Le Thai An | Reinforcement Learning applied to Control at a glance

Introduction

This document summarizes what I have learnt about the intersection of Control Theory and Reinforcement Learning (RL) topic. The topic was greatly introduced by Ben Recht, which he proposed this new exciting field the name Actionable Intelligence. To begin, this is the introductory headline of the field:

Actionable Intelligence is the study of how to use past data to enhance the future manipulation of a dynamical system

I know some Computer Science guys at my Uni said that Deep RL is the key to achieve The Singularity (lol), and yes there are strong supports that RL has defeated human in Go, Atari game, etc. To be honest, I doubted about that audacious blame. At that time, I thought that Deep RL achieved these performances in perfect environment without measurement error and no hidden game states, but how can we so sure that it will achieve the same in dynamic and imperfect environment of industrial systems?

The tour of Ben Recht indeed clears my doubts, there is a whole pool of problems to solve. Why is it so hard to optimal control a system given unknown dynamic states? RL has to be the one that could easily solve this kind of problem. The answer is simple, the stakes could not be higher if we would like to guarantee safety executions and valuable gains (both are defined by reward function) by a series of action in uncertainty. Afterall, RL is to find (randomly or heuristic) a series of action u to maximize reward function r.

A test-bed for everyone to test: Linear Quadratic Regulator (LQR)

As Prof. Recht stated his point:

If a machine learning does crazy things when restricted to linear models, it's going to do crazy things on complex nonlinear models too.

And reversely, if your ML algorithm has good results on non-linear models, it has to be get acceptable results on linear models too. Otherwise, it is unreasonable to trust your model. Therefore, LQR has come to save the day as a test-bed for everything new popped out of your head. LQR is a special case of optimal control problem when we know the state transitions function and we design the cost function to represent our task:

$$ minE_e[\sum_{t=1}^{T}C_t(x_t,u_t)] $$ $$ x_{t+1}=f_t(x_t,u_t,e_t) $$ $$ u_t=\pi_t(\tau_t) $$ With LQR (continuous version), the state transition function is linear and the cost becomes quadratic: $$ E[\frac{1}{T}\sum_{t=1}^{T}x_t^TQx_t+u_t^TRu_t+x_T^TP_Tx_T] $$ $$ x_{t+1}=Ax_t+Bu_t+e_t $$

Intuitively, you must find a series of action $ u_t $ in order to minimize the quadratic cost expected over error (to get mean error). Next section will introduce some approaches to find the optimal (or not) policy and how fast they converge to minimum cost with a fixed amount of samples. The raising question is how we can balance between optimal cost and computation to process as least as possible many samples. I have not implemented any approaches in RL to try to solve LQR yet, but it seems pretty straightforward to implement. However, Prof. Recht mentioned LQR is not easy, "magic tends to happen in LQR". I do not know if this is true until I get my hand dirty on evaluating these approaches.
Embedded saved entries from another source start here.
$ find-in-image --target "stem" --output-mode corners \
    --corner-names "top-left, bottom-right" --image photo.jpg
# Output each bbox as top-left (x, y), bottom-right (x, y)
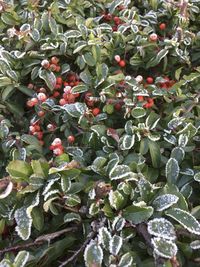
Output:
top-left (0, 226), bottom-right (78, 256)
top-left (59, 231), bottom-right (96, 267)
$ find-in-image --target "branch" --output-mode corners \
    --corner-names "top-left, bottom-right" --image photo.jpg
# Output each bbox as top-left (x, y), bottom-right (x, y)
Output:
top-left (0, 226), bottom-right (78, 256)
top-left (59, 231), bottom-right (96, 267)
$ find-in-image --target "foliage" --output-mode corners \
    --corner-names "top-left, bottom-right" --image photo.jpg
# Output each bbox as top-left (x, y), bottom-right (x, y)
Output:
top-left (0, 0), bottom-right (200, 266)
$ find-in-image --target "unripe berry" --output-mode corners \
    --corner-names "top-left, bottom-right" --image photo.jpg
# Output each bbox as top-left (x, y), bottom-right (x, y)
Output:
top-left (118, 60), bottom-right (126, 67)
top-left (41, 59), bottom-right (50, 69)
top-left (149, 33), bottom-right (158, 42)
top-left (67, 135), bottom-right (75, 144)
top-left (114, 55), bottom-right (121, 62)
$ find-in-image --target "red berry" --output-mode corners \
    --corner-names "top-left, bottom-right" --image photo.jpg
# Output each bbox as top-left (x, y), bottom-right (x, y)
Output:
top-left (114, 103), bottom-right (122, 111)
top-left (29, 126), bottom-right (35, 133)
top-left (146, 77), bottom-right (154, 84)
top-left (118, 60), bottom-right (126, 67)
top-left (56, 77), bottom-right (62, 85)
top-left (55, 84), bottom-right (62, 89)
top-left (37, 93), bottom-right (47, 102)
top-left (51, 56), bottom-right (59, 65)
top-left (34, 131), bottom-right (43, 140)
top-left (63, 82), bottom-right (69, 86)
top-left (38, 110), bottom-right (45, 117)
top-left (39, 87), bottom-right (46, 93)
top-left (55, 66), bottom-right (61, 72)
top-left (59, 98), bottom-right (67, 106)
top-left (52, 138), bottom-right (62, 146)
top-left (137, 96), bottom-right (144, 102)
top-left (159, 23), bottom-right (166, 30)
top-left (92, 108), bottom-right (100, 116)
top-left (34, 125), bottom-right (41, 131)
top-left (27, 83), bottom-right (34, 89)
top-left (53, 91), bottom-right (60, 98)
top-left (53, 147), bottom-right (63, 156)
top-left (67, 135), bottom-right (75, 144)
top-left (26, 100), bottom-right (34, 108)
top-left (41, 59), bottom-right (50, 69)
top-left (149, 33), bottom-right (158, 42)
top-left (49, 64), bottom-right (57, 72)
top-left (113, 16), bottom-right (121, 25)
top-left (31, 97), bottom-right (38, 106)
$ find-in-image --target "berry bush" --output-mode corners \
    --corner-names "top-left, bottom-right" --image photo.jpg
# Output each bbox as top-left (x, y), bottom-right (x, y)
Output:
top-left (0, 0), bottom-right (200, 266)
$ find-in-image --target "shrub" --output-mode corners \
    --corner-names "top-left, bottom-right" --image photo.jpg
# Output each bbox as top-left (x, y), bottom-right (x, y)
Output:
top-left (0, 0), bottom-right (200, 266)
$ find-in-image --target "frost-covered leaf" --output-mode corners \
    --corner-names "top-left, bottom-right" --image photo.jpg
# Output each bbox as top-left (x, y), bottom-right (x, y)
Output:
top-left (15, 193), bottom-right (40, 240)
top-left (118, 252), bottom-right (134, 267)
top-left (171, 147), bottom-right (185, 163)
top-left (112, 216), bottom-right (126, 231)
top-left (108, 190), bottom-right (124, 210)
top-left (166, 208), bottom-right (200, 235)
top-left (109, 165), bottom-right (136, 180)
top-left (98, 227), bottom-right (112, 249)
top-left (178, 134), bottom-right (188, 147)
top-left (120, 134), bottom-right (135, 150)
top-left (153, 194), bottom-right (179, 211)
top-left (147, 218), bottom-right (176, 240)
top-left (166, 158), bottom-right (180, 184)
top-left (84, 240), bottom-right (103, 267)
top-left (62, 102), bottom-right (87, 118)
top-left (39, 69), bottom-right (56, 91)
top-left (152, 237), bottom-right (177, 258)
top-left (14, 251), bottom-right (29, 267)
top-left (109, 235), bottom-right (123, 256)
top-left (190, 240), bottom-right (200, 250)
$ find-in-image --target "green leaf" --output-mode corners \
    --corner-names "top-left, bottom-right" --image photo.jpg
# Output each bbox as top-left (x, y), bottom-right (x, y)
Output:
top-left (152, 237), bottom-right (177, 259)
top-left (18, 85), bottom-right (34, 96)
top-left (83, 52), bottom-right (96, 66)
top-left (108, 190), bottom-right (124, 210)
top-left (166, 158), bottom-right (180, 184)
top-left (98, 227), bottom-right (111, 249)
top-left (39, 69), bottom-right (56, 91)
top-left (21, 134), bottom-right (42, 153)
top-left (123, 205), bottom-right (154, 224)
top-left (147, 218), bottom-right (176, 240)
top-left (14, 251), bottom-right (29, 267)
top-left (146, 49), bottom-right (168, 68)
top-left (2, 85), bottom-right (15, 101)
top-left (71, 84), bottom-right (88, 94)
top-left (148, 140), bottom-right (161, 168)
top-left (131, 107), bottom-right (146, 118)
top-left (64, 212), bottom-right (81, 223)
top-left (109, 235), bottom-right (123, 256)
top-left (194, 172), bottom-right (200, 182)
top-left (31, 160), bottom-right (49, 178)
top-left (166, 208), bottom-right (200, 235)
top-left (171, 147), bottom-right (185, 163)
top-left (6, 160), bottom-right (32, 180)
top-left (84, 240), bottom-right (103, 267)
top-left (0, 76), bottom-right (13, 87)
top-left (32, 207), bottom-right (44, 231)
top-left (118, 252), bottom-right (134, 267)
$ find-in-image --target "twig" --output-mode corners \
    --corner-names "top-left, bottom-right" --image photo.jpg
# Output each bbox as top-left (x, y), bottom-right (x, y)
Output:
top-left (0, 226), bottom-right (78, 256)
top-left (136, 223), bottom-right (152, 248)
top-left (59, 231), bottom-right (96, 267)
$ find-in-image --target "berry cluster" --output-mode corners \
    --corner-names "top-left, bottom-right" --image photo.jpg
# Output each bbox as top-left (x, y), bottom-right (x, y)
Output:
top-left (49, 138), bottom-right (64, 156)
top-left (41, 56), bottom-right (61, 72)
top-left (29, 121), bottom-right (44, 145)
top-left (102, 9), bottom-right (125, 31)
top-left (114, 55), bottom-right (126, 67)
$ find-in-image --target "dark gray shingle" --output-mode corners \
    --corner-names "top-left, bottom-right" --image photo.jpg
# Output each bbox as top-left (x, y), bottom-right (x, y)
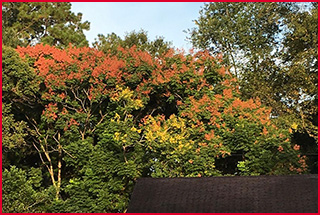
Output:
top-left (127, 174), bottom-right (318, 213)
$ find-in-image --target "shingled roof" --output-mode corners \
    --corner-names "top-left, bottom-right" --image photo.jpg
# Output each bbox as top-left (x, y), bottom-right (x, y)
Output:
top-left (127, 174), bottom-right (318, 213)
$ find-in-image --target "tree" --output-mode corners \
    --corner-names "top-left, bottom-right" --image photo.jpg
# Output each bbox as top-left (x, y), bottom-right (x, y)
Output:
top-left (2, 46), bottom-right (40, 169)
top-left (280, 3), bottom-right (318, 172)
top-left (5, 43), bottom-right (309, 212)
top-left (2, 2), bottom-right (90, 48)
top-left (188, 2), bottom-right (317, 171)
top-left (280, 3), bottom-right (318, 140)
top-left (188, 2), bottom-right (287, 78)
top-left (16, 44), bottom-right (123, 200)
top-left (93, 30), bottom-right (172, 57)
top-left (2, 166), bottom-right (54, 213)
top-left (136, 50), bottom-right (305, 176)
top-left (15, 44), bottom-right (148, 208)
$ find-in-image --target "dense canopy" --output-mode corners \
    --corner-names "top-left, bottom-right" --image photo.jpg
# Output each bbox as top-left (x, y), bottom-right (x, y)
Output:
top-left (2, 2), bottom-right (317, 213)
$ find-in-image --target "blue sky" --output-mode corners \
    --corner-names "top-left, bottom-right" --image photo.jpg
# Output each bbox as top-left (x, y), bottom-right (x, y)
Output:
top-left (71, 2), bottom-right (205, 50)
Approaches to solve LQR with RL

In the above LQR problem, we design the cost function based on our demands and if we fully know the state transitions functions, we can solve LQR directly using Batch Optimization or Dynamic Programming. And the solution is described as below. For finite-time horizon, discrete-time LQR:

$$ u_t=-K_tx_t $$ where $$ K_t=-(B^TP_{t+1}B+R)^{-1}B^TP_{t+1}A $$ and $$ P_t=Q+A^TP_{t+1}A-A^TP_{t+1}B(R+B^TP_{t+1}B)^{-1}B^TP_{t+1}A $$

When we know the state transition, we know A and B in linear equation. The optimal solution is founded by recursively find $ P_{t+1} $ from terminal condition $ P_t $. Then we can find series $ u_t $. When the time T approaches infinity, the optimal solution of u becomes static. Solving Riccati equation of P, we get:

$$ P=Q+A^TPA-A^TPB(R+B^TPB)^{-1}B^TPA $$ $$ K=-(B^TPB+R)^{-1}B^TPA$$

As we can see, the optimal solution u is independence of error variance, which means more noise do not affect system control. In infinite-time scheme, solution u is time-invariant. The questions is, when we do not know state transition function, we do not know A, B in advanced, how can we solve LQR for optimal control? This is the place that RL shined. We have these roads to follow:

Identify everything (the most masochistic way lol) about system dynamic using physics and finite element methods.
Identify a coarse model for the system dynamic
We will be blunt :) and map directly data from sensor models to output control (e.g neural network)

Model-based approaches

I am personally like the first approach, because that's what Control Theory guys usually do anyway :). They called this approach System Identification. However, in ML manner, we do not use the glory of Physics to model the system. What we are going to do is trying to learn the state-transition function, which means we will fit the matrix A and B with some cost function by choices. For example, we use L2 loss to fit A, B:

$$ \hat{A},\hat{B}=\underset{A,B}{min}\sum_{t=1}^{T-1}||x_{t+1}-Ax_t-Bu_t||^2$$

Then we plug these matrices to state transition function with an error $v_t$:

$$ x_{t+1}=\hat{A}x_t+\hat{B}u_t+v_t $$

Actually, if we treat $ \hat{A}, \hat{B} $ as true dynamic matrices, it does not feel right. So far, this approach finds solution u based on what we just estimated $ \hat{A}, \hat{B} $. Here is the burning question: How can we model the uncertainty (errors) of our estimation and then use that to design solution u to robust control the system?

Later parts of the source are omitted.